Czarna porzeczka zamknięta w słoik
Konfitura z czarnej porzeczki
Mój ulubiony czas... kiedy wokoło w sklepach, na drzewach, w ogródkach wszystkiego pełno. Tego co najlepsze.Tym razem dorwałam Teściów sporą ilość czarnej porzeczki. Podobno bezcenna i niezastąpiona jeśli chodzi o polskie owoce a jednocześnie niedoceniona. Pierwsza moja myśl konfitura...zwłaszcza, że do tego typu wyrobów natchnęła mnie moja koleżanka, która serwowała swoje wyroby podczas naszego ostatniego wspólnego wypadu nad jezioro.
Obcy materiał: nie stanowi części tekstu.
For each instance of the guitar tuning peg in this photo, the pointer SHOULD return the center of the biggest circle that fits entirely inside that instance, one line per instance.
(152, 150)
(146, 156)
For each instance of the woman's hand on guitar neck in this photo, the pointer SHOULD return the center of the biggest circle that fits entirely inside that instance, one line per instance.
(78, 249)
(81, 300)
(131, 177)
Po pomoc oczywiście udałam się do swojej mamuśki, która robi najlepsze w świecie powidła śliwkowe, ale to dopiero we wrześniu.
Składniki:
2 kg czarnej porzeczki
300 gr cukru
Przepis:
Przepis jest naprawdę banalnie prosty.
Umyte, obrane z wszelkiego rodzaju liści, gałązek i innych owoce ( Ten etap zajął mi mnóstwo czasu !!! ) Wrzucamy do garnka, najlepiej brytwany, smażymy na małym ogniu aż owoce puszczą sok aż cała masa zredukuję się mniej więcej do połowy. Trwało to około godziny (wszystko zależy od tego jak dojrzałe mamy owoce).
Następnie nastawiamy piekarnik na 100 st C. (nagrzewanie góra dół ) i wstawiamy do piekarnika z uchylonymi drzwiami na kolejną godzinkę.
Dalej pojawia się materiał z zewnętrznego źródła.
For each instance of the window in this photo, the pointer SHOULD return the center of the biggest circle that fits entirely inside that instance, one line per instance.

Dopiero na końcu wsypujemy cukier. Czekamy kolejne 15 minut. Powiem szczerze, że sprawa cukru jest bardzo względna. Ja lubię konfiturę z owoców na sposób słodko-kwaśny stąd małą ilość cukru. Najlepiej doprawić ją cukrem wedle swojego gustu. PAMIĘTAJ, że gdy konfitura jest ciepła wydaje się być słodsza.